The problem you’re after isn’t really compilation — it’s obfuscation. Yes, compiling some languages can lead to a slightly obfuscated output to ship (especially with some simple steps like name stripping), but decompilers are really good these days. PackageCompiler doesn’t obfuscate at all. It’s really easy to attach a REPL to the output and use all sorts of introspection.
Obfuscation isn’t really something that’s high on the priority list for an open source language, as you might imagine. It’s something that we have on our roadmap at Julia Computing, though.
@mbauman Thanks for the answer. It’s about shipping code. So if you tell me most people ship their codes as source and don’t care about obfuscation, then you’re right. If you say most commercial applications use PackageCompiler, then the follow up would be how they do that within manageable sizes (and the answer could be that the stuff they ship is so large that the 150MB-NGB that PackageCompiler adds is fine).
A good example of this is:
Office365/GoogleDocs: ships source code in javascript, but it is so obsufucated you can’t do anything with it.
Minecraft: ships compiled Java exectuables. It has been decompiled completely and utterly. And has an extensive modding compunity based around that.
In general decompiling compiled java is really easy, I have done it before for a minecraft mod that was closed source and had accessbility problems.
C code I guess in general decompiles less well, though I haven’t tried.
If you are liscensing highly specialized software at low volume, then you can very reasonably expect to solve this with contracts. Less so if you are selling thousand and thousands of copies.
@oxinabox Interesting. But is anything commercial developed in Julia?

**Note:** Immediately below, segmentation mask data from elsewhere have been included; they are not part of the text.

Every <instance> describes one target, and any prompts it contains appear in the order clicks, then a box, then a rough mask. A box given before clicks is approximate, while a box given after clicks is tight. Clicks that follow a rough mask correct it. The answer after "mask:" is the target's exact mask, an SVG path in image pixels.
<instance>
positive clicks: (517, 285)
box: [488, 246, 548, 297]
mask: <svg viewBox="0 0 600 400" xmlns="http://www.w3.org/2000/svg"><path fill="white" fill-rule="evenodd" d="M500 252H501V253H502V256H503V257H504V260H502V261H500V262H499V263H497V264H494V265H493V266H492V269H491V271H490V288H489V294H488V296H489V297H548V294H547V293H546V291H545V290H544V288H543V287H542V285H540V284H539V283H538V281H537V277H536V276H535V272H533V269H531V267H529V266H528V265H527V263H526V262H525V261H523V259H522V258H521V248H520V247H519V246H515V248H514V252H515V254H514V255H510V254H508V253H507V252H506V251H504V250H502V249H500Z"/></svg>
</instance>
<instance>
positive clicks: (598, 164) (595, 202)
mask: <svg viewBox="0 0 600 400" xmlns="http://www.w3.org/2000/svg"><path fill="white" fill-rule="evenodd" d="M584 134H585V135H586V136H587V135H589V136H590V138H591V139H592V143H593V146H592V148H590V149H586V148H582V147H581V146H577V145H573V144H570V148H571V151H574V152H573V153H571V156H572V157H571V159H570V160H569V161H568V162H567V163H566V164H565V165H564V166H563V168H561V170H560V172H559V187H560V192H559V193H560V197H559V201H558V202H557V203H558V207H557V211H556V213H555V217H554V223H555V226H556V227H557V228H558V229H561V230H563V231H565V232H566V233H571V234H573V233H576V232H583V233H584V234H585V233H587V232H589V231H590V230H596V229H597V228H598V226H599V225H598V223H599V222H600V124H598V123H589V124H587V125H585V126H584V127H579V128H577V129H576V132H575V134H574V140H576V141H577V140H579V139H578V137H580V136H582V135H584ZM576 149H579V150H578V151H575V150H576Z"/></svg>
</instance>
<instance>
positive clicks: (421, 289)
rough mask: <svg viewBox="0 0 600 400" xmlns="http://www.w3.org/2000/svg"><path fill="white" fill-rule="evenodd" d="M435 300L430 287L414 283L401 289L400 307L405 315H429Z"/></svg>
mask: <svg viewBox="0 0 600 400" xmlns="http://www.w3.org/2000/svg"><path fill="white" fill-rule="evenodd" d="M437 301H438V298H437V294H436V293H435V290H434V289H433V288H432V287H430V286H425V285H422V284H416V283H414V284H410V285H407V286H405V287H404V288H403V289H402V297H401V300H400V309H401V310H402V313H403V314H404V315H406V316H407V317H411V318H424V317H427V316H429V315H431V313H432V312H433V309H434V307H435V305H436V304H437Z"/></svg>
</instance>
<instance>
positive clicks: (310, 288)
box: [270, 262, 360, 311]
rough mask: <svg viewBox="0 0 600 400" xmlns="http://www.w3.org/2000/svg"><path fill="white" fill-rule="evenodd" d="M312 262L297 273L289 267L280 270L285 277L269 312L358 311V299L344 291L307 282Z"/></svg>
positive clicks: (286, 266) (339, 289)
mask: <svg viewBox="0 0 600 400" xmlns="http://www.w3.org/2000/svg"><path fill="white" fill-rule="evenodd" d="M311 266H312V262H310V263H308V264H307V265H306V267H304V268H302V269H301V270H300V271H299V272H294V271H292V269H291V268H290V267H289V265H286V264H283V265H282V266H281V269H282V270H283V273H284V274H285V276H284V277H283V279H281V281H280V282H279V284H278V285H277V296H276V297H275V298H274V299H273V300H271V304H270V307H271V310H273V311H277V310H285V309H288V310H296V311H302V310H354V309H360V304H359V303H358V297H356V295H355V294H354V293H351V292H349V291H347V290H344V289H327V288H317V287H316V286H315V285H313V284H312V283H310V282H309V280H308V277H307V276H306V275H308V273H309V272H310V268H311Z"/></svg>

This is what I’m asking.
I think it is probably reasonable to define commercial software development that way.
Or that + SaaS.
As you noted this is not a problem for SaaS.
I suspect most professional software development (both in julia and not) revovled around producing internal software.

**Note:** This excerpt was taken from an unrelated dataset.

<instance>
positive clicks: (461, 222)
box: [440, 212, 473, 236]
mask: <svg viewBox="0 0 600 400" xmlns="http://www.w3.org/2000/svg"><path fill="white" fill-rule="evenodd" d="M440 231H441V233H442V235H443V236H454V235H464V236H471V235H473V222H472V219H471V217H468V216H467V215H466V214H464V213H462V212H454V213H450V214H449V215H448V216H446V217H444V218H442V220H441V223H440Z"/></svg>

For companies that make money not directly though there software (but where software is core their business).
But that software is never used by people who don’t work for the company and so never leaves the building.
But I guess that can probably be excluded from “commercial software development”?
to focus on thing where the software is the product?
Yes, there’s quite a bit. You can look at at Julia Computing’s case studies for some examples, but yes, many of these are internal or SaaS. One example of shipping code is Pumas — it’s a commercial Julia package.
@mbauman I’d consider most of those examples to fall within “in-house codes”. My original post wasn’t clear in what my definition of in-house codes are.
Based on these comments, it sounds like people aren’t selling Julia code for people to execute on their computers and instead use their Julia codes in-house. Then that might answer my question! Thanks!
I ninja-edited my comment to include Pumas — which is definitely a commercial package that is getting shipped for local use. I’m quite certain there are others that I’m not aware of or am forgetting.
Ah, interesting. It seems that code uses an honor system and is free for some users. Neat!